Turkey wants UN cooperation to manage migrants

BRUSSELS: Turkey's foreign minister says his country wants to work with the UN's refugee agency and other humanitarian organisations to properly manage a potential deal with the European Union which envisages sending thousands of migrants back to Turkey.

Mevlut Cavusoglu on Wednesday also defended the deal as the best way to discourage irregular migration and fight smuggling rings taking migrants on often-perilous journeys across the Aegean Sea to Greece.

His comments, after a joint meeting between the Turkish and Belgian foreign, interior and justice ministers, came in response to concerns voiced by the United Nations and human rights groups that Turkey would not be able to provide for the migrants. More than 2.7 million Syrian refugees are in Turkey.
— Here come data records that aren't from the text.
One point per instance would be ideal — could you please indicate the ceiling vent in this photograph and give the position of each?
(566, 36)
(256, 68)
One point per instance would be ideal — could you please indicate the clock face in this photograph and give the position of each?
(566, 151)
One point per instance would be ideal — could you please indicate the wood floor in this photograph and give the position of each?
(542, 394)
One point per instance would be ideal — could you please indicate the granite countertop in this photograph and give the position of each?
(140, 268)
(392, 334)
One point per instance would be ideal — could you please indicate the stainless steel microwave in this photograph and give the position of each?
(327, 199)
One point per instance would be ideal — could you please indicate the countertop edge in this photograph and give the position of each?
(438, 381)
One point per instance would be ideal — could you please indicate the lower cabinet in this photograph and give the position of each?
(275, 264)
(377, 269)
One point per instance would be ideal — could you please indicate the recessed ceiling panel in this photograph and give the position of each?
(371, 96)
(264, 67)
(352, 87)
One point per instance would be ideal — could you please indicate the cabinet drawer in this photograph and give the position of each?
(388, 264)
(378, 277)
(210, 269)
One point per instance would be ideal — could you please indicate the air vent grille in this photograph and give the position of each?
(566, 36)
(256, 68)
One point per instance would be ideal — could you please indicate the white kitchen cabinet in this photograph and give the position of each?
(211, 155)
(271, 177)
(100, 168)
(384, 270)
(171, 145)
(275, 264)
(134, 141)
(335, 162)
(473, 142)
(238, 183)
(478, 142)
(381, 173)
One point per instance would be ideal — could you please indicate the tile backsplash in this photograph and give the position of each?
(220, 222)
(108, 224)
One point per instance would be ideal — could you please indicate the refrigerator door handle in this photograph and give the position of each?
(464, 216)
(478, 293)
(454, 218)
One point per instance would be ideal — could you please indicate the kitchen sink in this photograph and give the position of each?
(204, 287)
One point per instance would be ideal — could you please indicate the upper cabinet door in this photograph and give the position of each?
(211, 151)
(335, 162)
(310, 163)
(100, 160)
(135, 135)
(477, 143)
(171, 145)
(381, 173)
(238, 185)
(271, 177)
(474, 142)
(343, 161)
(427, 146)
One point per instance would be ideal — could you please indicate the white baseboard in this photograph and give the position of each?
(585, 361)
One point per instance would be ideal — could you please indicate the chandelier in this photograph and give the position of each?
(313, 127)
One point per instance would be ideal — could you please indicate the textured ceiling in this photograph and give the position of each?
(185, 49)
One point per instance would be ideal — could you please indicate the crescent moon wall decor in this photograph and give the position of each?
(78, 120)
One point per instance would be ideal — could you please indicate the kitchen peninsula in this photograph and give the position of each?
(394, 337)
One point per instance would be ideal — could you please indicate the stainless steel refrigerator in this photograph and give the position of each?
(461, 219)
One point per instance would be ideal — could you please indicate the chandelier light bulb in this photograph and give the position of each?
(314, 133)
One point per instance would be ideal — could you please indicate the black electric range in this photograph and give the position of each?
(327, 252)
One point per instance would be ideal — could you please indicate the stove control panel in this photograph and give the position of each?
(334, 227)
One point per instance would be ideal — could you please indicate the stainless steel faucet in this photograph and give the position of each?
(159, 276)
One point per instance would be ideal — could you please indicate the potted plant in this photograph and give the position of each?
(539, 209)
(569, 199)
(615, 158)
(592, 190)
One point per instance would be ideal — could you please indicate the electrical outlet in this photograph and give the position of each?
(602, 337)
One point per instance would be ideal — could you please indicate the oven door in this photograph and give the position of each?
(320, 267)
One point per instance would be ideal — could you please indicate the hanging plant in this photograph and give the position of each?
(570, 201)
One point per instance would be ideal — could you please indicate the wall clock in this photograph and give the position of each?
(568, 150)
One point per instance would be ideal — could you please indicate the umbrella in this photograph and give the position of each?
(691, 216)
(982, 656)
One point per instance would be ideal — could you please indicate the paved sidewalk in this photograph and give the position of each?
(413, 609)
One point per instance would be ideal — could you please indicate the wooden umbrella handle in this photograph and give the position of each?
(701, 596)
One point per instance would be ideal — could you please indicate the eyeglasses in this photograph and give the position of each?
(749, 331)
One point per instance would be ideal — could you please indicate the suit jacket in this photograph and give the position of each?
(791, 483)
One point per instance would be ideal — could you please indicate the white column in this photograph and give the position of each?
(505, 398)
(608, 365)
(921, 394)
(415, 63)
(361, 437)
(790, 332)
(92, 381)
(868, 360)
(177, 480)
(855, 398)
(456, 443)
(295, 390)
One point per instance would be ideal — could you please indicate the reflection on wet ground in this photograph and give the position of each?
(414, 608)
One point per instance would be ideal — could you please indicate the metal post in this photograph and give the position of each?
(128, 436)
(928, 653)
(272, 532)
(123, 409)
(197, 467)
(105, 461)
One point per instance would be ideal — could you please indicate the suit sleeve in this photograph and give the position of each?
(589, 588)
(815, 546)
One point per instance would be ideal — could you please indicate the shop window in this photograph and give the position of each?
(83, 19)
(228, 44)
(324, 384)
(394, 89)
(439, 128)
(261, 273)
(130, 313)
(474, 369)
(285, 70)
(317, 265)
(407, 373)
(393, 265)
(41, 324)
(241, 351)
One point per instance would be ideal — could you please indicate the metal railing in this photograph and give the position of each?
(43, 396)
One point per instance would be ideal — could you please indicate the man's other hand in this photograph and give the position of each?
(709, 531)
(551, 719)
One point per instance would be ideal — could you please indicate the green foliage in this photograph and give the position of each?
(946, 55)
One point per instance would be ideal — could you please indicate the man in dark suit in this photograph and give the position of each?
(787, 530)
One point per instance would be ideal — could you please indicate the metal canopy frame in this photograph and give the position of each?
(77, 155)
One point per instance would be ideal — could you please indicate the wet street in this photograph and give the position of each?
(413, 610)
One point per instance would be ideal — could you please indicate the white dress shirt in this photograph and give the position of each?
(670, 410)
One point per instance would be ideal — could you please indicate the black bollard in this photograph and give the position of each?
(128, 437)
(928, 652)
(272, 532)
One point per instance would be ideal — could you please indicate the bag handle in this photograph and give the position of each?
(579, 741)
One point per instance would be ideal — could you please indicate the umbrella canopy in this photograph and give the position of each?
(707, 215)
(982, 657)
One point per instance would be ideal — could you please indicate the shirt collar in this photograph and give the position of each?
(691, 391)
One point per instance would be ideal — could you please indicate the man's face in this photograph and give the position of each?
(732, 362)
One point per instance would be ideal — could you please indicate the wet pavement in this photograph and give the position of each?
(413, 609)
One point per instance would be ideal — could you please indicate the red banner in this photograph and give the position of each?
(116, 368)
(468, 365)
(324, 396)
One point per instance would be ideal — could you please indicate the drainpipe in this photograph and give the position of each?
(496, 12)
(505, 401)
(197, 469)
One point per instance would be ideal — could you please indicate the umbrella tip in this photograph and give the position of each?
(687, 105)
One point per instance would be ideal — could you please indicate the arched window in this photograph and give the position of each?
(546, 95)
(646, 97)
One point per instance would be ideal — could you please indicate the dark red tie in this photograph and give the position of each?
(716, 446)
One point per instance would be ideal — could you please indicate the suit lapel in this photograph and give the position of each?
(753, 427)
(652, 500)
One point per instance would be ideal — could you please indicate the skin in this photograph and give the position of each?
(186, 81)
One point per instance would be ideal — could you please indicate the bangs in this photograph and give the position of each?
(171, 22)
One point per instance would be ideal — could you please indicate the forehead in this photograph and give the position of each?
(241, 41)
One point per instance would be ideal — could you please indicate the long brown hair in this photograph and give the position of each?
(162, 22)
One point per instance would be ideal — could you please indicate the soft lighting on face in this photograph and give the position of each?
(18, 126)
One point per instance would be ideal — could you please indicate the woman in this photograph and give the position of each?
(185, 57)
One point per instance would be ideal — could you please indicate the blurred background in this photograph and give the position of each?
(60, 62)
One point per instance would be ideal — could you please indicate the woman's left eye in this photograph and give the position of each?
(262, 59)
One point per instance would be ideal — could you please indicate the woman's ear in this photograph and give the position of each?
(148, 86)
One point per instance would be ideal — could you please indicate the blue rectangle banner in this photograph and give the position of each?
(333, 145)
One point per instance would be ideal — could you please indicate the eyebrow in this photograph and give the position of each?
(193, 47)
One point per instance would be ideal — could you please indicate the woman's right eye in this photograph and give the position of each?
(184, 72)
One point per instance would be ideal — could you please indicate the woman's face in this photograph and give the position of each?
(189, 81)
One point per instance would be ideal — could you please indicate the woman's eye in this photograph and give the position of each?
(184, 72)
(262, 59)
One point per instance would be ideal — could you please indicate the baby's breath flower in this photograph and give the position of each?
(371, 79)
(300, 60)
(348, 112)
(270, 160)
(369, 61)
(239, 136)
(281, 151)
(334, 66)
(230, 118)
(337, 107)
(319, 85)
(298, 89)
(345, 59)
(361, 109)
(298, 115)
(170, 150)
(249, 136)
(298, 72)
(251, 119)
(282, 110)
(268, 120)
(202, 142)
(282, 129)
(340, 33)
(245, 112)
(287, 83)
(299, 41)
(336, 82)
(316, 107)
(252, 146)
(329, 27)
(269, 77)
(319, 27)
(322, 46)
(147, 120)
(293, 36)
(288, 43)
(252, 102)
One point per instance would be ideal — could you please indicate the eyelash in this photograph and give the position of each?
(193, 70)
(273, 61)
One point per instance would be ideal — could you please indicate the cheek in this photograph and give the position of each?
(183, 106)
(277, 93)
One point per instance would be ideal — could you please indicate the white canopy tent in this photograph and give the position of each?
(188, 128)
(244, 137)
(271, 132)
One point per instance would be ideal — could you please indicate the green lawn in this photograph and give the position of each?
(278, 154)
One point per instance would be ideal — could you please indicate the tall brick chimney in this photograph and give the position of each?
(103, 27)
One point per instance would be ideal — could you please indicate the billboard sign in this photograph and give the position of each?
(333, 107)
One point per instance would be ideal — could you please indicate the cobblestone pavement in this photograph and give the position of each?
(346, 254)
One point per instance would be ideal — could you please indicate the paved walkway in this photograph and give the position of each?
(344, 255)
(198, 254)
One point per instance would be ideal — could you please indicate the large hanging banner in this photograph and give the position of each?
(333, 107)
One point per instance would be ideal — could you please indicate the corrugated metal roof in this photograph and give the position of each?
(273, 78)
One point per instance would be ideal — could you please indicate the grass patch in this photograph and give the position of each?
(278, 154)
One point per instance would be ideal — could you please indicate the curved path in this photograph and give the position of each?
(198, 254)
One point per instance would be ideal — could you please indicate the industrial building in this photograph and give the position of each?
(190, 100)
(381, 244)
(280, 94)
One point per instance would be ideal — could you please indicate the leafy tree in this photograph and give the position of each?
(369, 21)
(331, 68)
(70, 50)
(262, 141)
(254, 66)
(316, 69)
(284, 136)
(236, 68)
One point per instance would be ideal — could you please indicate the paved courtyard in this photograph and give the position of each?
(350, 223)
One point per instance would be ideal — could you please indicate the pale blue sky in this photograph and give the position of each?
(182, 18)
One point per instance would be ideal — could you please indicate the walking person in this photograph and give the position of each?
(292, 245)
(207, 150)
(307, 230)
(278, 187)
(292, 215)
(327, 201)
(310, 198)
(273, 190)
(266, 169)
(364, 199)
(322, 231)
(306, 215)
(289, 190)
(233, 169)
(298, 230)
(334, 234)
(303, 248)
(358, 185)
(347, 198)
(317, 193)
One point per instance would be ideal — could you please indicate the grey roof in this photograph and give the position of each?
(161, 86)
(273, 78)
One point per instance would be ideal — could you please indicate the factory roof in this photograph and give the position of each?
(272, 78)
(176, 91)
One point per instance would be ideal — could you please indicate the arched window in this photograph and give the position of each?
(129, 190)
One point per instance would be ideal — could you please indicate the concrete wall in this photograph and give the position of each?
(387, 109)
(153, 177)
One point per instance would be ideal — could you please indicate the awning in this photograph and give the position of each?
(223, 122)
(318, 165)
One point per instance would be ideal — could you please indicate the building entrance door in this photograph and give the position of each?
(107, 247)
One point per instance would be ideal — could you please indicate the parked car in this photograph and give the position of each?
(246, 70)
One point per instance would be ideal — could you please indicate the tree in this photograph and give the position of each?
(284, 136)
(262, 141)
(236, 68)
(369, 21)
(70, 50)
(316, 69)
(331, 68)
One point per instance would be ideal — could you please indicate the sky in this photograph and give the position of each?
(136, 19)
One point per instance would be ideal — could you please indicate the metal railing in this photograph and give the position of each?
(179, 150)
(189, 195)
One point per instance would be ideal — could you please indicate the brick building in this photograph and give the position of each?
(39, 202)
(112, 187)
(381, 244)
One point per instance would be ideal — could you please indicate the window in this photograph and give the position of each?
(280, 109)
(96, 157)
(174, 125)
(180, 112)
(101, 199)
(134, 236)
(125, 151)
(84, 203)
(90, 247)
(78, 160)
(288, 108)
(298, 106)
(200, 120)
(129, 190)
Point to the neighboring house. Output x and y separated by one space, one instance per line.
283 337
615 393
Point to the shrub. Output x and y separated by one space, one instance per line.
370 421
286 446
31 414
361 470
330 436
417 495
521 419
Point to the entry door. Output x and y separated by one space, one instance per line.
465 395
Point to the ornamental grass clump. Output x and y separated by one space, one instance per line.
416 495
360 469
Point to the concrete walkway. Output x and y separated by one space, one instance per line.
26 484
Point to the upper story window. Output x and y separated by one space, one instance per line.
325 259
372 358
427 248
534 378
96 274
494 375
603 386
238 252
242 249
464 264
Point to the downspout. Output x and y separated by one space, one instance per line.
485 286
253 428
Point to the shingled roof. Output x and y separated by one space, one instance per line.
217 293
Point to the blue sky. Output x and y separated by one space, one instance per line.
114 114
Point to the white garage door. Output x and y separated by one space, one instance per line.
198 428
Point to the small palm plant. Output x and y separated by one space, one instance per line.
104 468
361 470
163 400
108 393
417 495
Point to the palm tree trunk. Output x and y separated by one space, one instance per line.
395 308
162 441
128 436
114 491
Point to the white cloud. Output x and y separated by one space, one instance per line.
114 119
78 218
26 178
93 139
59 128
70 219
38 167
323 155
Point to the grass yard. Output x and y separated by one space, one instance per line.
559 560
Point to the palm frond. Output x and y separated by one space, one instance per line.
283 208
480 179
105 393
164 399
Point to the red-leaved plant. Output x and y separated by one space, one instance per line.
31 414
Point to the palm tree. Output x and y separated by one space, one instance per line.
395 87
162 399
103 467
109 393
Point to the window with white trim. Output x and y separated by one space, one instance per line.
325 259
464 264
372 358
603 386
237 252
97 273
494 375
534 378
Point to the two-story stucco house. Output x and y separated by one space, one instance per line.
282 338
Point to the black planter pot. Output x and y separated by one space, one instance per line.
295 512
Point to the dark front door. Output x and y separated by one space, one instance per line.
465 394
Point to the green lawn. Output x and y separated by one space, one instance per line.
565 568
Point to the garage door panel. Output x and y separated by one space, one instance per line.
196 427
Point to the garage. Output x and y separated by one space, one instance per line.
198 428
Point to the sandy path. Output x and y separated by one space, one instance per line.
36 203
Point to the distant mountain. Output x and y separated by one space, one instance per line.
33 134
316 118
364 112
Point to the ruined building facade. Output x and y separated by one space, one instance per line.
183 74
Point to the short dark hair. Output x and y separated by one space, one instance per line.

Most are housed by Turkish families or live out in the open, and few have government-funded shelters.

According to the deal, people arriving in Greece having fled war or poverty would be sent back to Turkey unless they apply for asylum.

"The aim is to stop irregular migration and to ensure a regular migration," Cavusoglu said.

He added: "We want to cooperate with the UNHCR on how we will house these migrants and how we will send them back to their countries."

The minister said that Turkey aims to build high-standard temporary shelters to house economic migrants who are returned to Turkey but do not qualify for refugee status in the country.